Steps to a Great Beef Roast


Many cuts of meat benefit from trussing before being cooked. This forces the beef roast into a more even shape, ensuring the thin, narrow ends won’t overcook before the thick middle part is done. (Tying also makes for a nicer presentation and easier slicing.) After the meat is trussed, dry roast with paper towels, then sprinkle the exterior with salt (preferably kosher) and let it stand at room temperature for at least an hour. As the roast sits, the salt draws out its juices, which then combine with the salt before being reabsorbed into the meat. The result: a beef roast that is flavorful both inside and out.


Browning meat produces new flavor compounds that are essential to the success of a roast. But blasting the oven temperature to accomplish this can dry out the meat's exterior and doesn't uniformly brown the entire roast.

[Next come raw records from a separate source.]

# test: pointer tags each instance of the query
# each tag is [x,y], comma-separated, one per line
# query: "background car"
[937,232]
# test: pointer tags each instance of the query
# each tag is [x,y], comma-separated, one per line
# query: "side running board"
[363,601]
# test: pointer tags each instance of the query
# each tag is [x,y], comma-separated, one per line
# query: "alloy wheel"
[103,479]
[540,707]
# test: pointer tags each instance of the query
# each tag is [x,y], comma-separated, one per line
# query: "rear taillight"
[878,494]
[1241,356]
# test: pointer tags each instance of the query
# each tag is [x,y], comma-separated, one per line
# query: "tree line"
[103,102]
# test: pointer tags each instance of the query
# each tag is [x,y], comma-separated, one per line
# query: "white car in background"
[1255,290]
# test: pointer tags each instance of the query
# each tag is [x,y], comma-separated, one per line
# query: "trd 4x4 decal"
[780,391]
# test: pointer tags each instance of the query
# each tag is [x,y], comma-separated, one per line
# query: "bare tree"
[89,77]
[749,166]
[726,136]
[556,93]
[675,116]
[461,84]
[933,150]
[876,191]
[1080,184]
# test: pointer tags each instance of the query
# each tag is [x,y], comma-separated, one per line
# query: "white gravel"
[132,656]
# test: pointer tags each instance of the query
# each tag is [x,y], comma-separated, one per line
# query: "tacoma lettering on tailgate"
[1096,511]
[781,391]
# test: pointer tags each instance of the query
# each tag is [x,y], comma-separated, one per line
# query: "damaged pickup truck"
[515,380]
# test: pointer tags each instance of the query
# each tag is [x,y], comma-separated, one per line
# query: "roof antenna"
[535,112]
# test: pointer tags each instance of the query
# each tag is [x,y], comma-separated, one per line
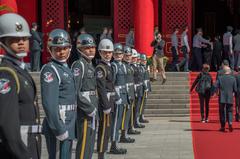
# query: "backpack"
[204,83]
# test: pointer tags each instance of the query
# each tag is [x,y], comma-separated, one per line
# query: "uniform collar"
[60,63]
[17,62]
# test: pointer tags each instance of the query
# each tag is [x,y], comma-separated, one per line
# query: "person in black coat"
[227,85]
[204,95]
[237,95]
[36,47]
[19,116]
[217,53]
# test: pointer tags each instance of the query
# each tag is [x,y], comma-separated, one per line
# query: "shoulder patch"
[76,71]
[100,74]
[4,86]
[48,77]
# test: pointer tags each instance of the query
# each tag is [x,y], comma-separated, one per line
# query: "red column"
[143,25]
[8,6]
[156,12]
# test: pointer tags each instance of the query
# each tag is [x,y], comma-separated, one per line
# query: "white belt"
[120,87]
[68,107]
[30,129]
[130,84]
[89,93]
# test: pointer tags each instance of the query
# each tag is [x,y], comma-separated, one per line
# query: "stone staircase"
[170,99]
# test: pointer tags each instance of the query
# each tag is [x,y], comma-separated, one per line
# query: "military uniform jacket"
[237,76]
[138,80]
[147,80]
[16,106]
[86,85]
[105,86]
[130,81]
[120,73]
[58,99]
[227,86]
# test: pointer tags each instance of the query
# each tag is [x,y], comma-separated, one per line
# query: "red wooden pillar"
[175,13]
[7,6]
[143,25]
[156,12]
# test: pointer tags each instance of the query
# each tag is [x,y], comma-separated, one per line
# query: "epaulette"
[14,74]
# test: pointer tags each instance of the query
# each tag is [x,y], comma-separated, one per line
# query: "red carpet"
[208,142]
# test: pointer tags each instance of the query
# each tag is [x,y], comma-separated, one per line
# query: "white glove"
[93,113]
[118,102]
[107,111]
[63,136]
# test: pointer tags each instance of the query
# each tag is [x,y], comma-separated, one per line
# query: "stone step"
[167,115]
[166,111]
[167,106]
[168,101]
[168,96]
[175,82]
[169,91]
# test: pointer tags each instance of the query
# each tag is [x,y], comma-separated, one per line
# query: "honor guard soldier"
[131,129]
[106,92]
[87,100]
[58,96]
[19,115]
[147,88]
[121,97]
[227,86]
[141,89]
[228,46]
[131,96]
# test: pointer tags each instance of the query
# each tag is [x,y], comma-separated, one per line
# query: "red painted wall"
[28,9]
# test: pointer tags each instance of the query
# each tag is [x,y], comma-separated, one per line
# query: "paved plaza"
[163,138]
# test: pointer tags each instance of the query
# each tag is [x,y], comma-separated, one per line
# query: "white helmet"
[134,53]
[105,45]
[13,25]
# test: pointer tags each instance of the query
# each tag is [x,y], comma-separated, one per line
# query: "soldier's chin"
[21,54]
[90,57]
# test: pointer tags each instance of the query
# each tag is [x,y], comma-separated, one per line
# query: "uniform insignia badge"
[19,27]
[65,74]
[48,77]
[99,74]
[76,72]
[4,86]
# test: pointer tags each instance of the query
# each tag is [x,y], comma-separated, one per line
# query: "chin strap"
[9,51]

To guarantee a well-caramelized crust, sear the roast in either the roasting pan or a skillet, before putting it into the oven.


Most roast beef recipes call for cooking roasts in a moderately hot oven, but this method can lead to an overcooked exterior and an unevenly cooked interior. We generally cook roast beef at temperatures between 250 and 350 degrees, depending on the meat's size and shape. Roasts should always be taken out of the oven before they reach the desired degree of doneness. A phenomenon called “carry-over cooking,” in which the meat’s exterior transfers heat to the cooler center, will cause the internal temperature of the roast to rise another 10 to 15 degrees.


All roasts should rest under a foil tent for 10 to 20 minutes before being carved. As the protein molecules in the meat cool, they will reabsorb any accumulated juices and redistribute them throughout the roast. This also allows for “carry-over cooking” to take effect.

How to Trim Beef Tenderloin


Discard the fatty strip (or chain) that runs along the length of the tenderloin.


Remove the sinewy silver skin (and any other large pieces of fat) by inserting the tip of the knife under it and slicing outward at a slight angle.